Kultur: Der Aussteiger

Neun Themen, neun Bilder: Die PNN begleiten die Ausstellung „Hinter der Maske. Kunst in der DDR“ im Museum Barberini mit einem Rundgang durch die Themenkreise der Schau. Teil 7: Dieter Weidenbach und „Erbansprüche. Vorbild und Verweis“

Sie hängen sich schräg gegenüber: der Meister und sein Schüler. Von beiden sind es Frühwerke, die an der lila gefassten Wand in einen leisen Dialog treten. Melancholisch versunken und anmutig zeigt sich Willi Sittes „Sich Stützende“ – weit ausschreitend und tatendurstig Dieter Weidenbachs junger Mann „Unterwegs“.

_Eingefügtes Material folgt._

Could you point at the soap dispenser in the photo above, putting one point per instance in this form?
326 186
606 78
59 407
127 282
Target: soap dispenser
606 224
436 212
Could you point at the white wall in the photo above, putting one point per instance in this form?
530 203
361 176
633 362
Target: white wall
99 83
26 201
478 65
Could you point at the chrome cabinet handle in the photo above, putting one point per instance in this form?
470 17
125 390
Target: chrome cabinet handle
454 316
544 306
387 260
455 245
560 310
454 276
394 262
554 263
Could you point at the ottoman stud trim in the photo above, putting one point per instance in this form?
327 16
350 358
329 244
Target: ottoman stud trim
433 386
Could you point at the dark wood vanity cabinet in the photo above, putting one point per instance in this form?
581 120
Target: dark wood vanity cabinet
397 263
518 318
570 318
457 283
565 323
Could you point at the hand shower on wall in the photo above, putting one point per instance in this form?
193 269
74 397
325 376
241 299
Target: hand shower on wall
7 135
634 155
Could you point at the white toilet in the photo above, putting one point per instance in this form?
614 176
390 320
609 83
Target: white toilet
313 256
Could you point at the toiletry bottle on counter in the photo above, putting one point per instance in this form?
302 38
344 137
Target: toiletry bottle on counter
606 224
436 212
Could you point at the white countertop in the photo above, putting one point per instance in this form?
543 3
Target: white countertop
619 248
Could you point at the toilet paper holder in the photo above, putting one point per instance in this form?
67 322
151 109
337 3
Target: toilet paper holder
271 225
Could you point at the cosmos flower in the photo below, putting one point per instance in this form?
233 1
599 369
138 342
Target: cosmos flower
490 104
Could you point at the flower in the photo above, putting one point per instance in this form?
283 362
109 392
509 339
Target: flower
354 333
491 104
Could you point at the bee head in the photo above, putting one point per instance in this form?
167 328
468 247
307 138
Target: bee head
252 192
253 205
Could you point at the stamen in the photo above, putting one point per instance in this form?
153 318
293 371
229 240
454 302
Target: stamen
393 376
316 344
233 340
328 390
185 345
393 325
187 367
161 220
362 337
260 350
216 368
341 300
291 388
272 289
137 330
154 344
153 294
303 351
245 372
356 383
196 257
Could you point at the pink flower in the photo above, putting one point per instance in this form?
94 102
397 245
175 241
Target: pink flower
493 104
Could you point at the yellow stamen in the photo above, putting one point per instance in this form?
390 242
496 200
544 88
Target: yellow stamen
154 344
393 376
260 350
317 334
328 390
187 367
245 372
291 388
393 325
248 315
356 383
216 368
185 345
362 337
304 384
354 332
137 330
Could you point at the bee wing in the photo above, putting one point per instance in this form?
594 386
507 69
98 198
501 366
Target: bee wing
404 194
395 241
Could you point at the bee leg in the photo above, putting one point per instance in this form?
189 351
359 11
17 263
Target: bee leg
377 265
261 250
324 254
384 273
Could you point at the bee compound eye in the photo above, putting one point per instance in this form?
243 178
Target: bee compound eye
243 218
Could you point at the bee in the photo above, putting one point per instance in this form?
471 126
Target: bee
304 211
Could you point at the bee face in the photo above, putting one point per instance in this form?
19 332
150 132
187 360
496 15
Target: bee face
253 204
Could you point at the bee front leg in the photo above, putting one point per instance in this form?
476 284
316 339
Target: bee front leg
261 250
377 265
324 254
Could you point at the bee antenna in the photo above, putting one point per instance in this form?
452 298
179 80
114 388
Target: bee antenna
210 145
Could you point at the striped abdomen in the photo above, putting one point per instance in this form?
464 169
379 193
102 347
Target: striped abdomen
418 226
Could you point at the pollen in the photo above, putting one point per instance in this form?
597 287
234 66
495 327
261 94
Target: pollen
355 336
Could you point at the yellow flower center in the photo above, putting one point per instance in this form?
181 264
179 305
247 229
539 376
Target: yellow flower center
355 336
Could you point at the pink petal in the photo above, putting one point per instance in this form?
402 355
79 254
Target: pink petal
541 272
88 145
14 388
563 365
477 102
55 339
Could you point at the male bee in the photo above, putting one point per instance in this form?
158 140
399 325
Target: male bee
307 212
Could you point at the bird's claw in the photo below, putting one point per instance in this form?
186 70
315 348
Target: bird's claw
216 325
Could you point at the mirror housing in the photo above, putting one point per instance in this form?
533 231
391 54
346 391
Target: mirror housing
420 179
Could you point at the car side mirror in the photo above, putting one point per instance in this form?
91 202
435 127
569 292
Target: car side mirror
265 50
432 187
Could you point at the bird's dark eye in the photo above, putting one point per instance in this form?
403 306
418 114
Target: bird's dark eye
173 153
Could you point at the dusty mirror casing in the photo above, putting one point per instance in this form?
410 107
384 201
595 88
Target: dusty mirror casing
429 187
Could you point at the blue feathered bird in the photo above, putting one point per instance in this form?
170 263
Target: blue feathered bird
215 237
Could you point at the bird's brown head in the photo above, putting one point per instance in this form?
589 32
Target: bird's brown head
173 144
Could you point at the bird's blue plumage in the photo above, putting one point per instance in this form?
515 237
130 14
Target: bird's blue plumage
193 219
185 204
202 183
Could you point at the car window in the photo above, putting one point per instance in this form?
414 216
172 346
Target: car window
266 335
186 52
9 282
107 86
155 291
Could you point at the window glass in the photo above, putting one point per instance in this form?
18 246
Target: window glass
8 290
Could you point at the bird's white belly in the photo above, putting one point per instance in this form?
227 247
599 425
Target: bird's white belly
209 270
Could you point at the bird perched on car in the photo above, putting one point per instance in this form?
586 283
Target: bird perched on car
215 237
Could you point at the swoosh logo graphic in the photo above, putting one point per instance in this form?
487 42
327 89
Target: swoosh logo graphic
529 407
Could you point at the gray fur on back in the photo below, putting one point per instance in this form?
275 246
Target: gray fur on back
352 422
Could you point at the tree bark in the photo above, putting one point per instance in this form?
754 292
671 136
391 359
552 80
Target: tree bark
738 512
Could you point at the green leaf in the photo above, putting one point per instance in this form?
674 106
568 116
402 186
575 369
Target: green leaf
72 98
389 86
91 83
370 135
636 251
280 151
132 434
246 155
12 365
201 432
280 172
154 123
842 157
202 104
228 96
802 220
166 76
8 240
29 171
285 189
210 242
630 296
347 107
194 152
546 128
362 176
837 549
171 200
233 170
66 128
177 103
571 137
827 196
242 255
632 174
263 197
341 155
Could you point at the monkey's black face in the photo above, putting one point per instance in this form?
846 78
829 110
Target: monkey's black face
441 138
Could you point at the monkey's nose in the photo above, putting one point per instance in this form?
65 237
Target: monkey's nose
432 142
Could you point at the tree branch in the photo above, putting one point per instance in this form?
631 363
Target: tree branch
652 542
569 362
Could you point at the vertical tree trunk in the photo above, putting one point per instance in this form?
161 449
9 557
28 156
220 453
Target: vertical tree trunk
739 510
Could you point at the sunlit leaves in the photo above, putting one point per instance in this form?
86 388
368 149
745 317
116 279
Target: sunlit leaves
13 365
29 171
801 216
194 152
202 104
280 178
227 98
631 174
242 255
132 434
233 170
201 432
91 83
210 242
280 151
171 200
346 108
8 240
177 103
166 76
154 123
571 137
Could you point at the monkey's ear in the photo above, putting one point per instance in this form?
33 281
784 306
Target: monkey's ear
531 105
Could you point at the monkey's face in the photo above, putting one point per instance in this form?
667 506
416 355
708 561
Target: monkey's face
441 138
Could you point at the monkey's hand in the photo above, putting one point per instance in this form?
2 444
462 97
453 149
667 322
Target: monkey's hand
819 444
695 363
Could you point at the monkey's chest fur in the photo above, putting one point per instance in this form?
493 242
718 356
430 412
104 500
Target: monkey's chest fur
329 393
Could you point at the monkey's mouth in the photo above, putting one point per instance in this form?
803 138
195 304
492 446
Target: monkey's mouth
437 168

Weidenbach war 31 Jahre alt, als er seinen Wanderer aufbrechen ließ. Sitte 36, als er 1957 im kubistischen Fahrwasser Picassos seine „Sich Stützende“ malte. Picasso und Max Beckmann galten als die am stärksten auf Künstler aus der DDR wirkenden Maler des 20. Jahrhunderts. Beiden fehlte jedoch der im Sozialismus geforderte Realismus. Und so polemisierten Dogmatiker der DDR-Kulturpolitik auch gegen Picassos Art der Menschendarstellung. Bei Sitte mit Erfolg. Nach heftigen Auseinandersetzungen mit Funktionären und einer geforderten Selbstkritik verzichtete Willi Sitte ab 1963 auf Anleihen bei der klassischen Moderne. Seine Bilder wurden realistischer, klassenverbundener, und sie provozierten in ihrer nackten Fülle. Im Volksmund kursierte angesichts der expressiven Körperdarstellung der Spruch: Lieber vom Leben gezeichnet, als von Sitte gemalt.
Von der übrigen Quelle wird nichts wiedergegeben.